Non-negative matrix factorization (NMF) is a widely used approach for this type of problem. R and Python packages can be used to run NMF on your local computer easily. The example below shows in each language (1) generating a mutational catalog matrix \(M\) with \(G\) = 20 samples and no true signal from latent factors and (2) performing NMF and extracting final estimates \(\hat P\) and \(\hat E\).

from sklearn.decomposition import NMF
import numpy as np
import pandas as pd

K = 96
G = 20
lam = 10
rank = 4


M = np.random.poisson(lam = lam, size = [K, G])

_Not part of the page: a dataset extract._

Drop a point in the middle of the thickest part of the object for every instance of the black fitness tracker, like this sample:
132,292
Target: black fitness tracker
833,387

model = NMF(n_components = rank)
P_hat = model.fit_transform(M)
E_hat = model.components_
library(NMF)

K <- 96
G <- 20
lambda <- 10
rank <- 4

M <- matrix(
    rpois(n = K*G, lambda = lambda), 
    nrow = K, ncol = G
)

nmf_res <- NMF::nmf(M, rank = rank)
P_hat <- nmf_res@fit@W
E_hat <- nmf_res@fit@H

A separate post with the details of this algorithm and its variations is in progress.

Key Literature

This is a set of papers that I found very useful to get a solid footing in this field. This is by no means a comprehensive list of all mutational signatures analysis methods or applications.

Nik-Zainal, Alexandrov, et al. (2012) was the first paper to perform mutational signatures analysis as I described above. They looked at the mutational catalogs of 21 breast cancer genomes to extract five mutational signatures. They report a signature that “is likely due to deamination of 5-methylcytosine, a relatively well-characterized mutational process”, while the rest had unknown origins. Its companion paper (Nik-Zainal, Van Loo, et al. 2012) divides somatic mutations into those shared by all cells in the sample and those that are subclonal. By classifying whether mutations were early clonal, late clonal, or subclonal in regions of copy number gains, they are able to assess the relative contributions of the five signatures at different times during each cancer’s evolution.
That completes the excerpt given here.